Desde que “Guerra Ao Terror” levou o Oscar de “Melhor Filme” em 2009, surgiu na premiação uma cota definitiva para filmes de guerra no estilo nesse século, seguido, quatro anos depois, por “A Hora Mais Escura” (2012). O que esses filmes têm em comum? Além de serem dirigidos pela mesma pessoa, Kathryn Bigelow (única mulher a vencer o Oscar de “Melhor Direção” pelo primeiro), os dois tratam da supremacia dos Estados Unidos nas guerras contemporâneas, sempre com enfoque no Oriente Médio. O último filme a percorrer esse território e chegar ao Oscar foi “Sniper Americano” (American Sniper), que segue a mesma cartilha sem tirar nem por.

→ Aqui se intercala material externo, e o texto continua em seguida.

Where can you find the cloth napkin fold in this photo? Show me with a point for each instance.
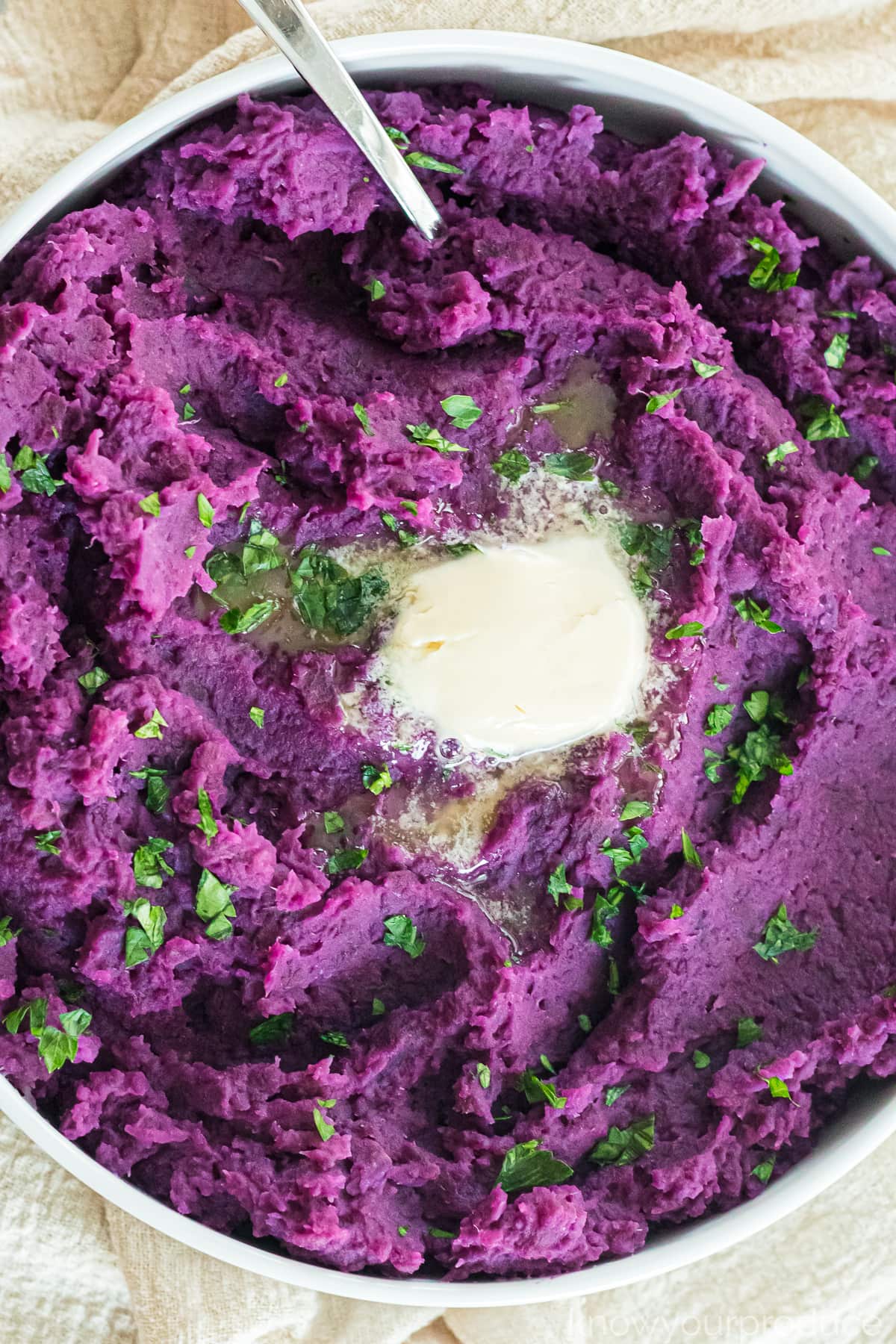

“Sniper Americano” é dirigido pelo badaladíssimo Clint Eastwood, diretor duas vezes vencedor do Oscar (por “Os Imperdoáveis” em 1993 e “Menina de Ouro” em 2005). Queridinho da Academia, o coroa de 87 anos larga seus famosos faroestes pelo chumbo-grosso militar, mas diferenciando-se de Bigelow num ponto interessante: ele traz um estudo de personagem do protagonista Chris Kyle (interpretado por Bradley Cooper), tudo baseado na história real do atirador.
Logo nos primeiros minutos de filme somos enviados à infância e juventude de Kyle, e notamos que desde sempre ele é naturalizado em questão da violência. Seu pai o levava para caçar e, mecanicamente, o ensinava a ovacionar a arma, além de criar os filhos sob a curta rédea do machismo. São nuances que sustentarão as motivações futuras do protagonista, que, mesmo sendo mostradas de forma escancarada, ajudarão a dar peso a mentalidade do personagem.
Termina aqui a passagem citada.